Studies of development practices in Information and Communication Technology (ICT) companies reveal that usability and user experience (UX) are often not addressed consistently or explicitly in current software development processes. A key reason is the lack of formal requirements that can be objectively verified, or formulation of those requirements at a level that will allow verification. The primary motivation for this workshop is the need for systematic methods, based on empirical research, to define and confirm statements of usability and UX requirements for software systems.

Agile and lean processes for software development in the ICT industry have become widely adopted during the past decade. The requirements for usability and UX in these processes are often not formally defined or validated. This is due to various factors such as limited time, periodic changes of goals, and most importantly lack of suitable UX requirements methods for this new development context. Thus, as the agile and lean software development processes become pervasive, attention is necessary on defining more suitable methods to build and preserve high-quality UX designs along the development process. This problem of omission or poor formalization of UX requirements is limiting the success of projects in the public and private sectors.

For the public sector, studies of ICT companies that work with public authorities in Europe suggest that a critical problem is the lack of formal UX requirements in the Call for Tenders (cf. Request for Proposals). In fact, during the implementation, the company that obtained the contract is likely to focus only on the requirements agreed upon as part of the Call for Tenders. Thus, the contracting company has no incentives to consider additional requirements.

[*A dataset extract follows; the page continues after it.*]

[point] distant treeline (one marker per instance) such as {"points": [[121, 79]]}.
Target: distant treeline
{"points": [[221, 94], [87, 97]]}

For the private sector, perhaps the hallmark of a successful UX professional is flexibility, due to the recurrent need for negotiation, tighter time constraints and multiple stakeholders. The post-hoc narratives of UX contributions to products often sound like the idealized exploratory phase followed by a narrowing of the scope with a steady progress toward a product that meets the requirements expressed by users. In practice, however, the real story often is of projects with processes and methods that differ widely across development projects but follow common principles and lead to similar artefacts, such as personas, story mapping, and prototypes. Some projects may never create a formal requirements document, but will reveal the increasingly formalized UX requirements through a sequence of prototypes and product versions.

For both public and private endeavours, the problem of formalizing requirements is a balancing act among various factors, such as identifying user classes, satisfying buyers, driving innovation, and keeping consistency among products from the same company.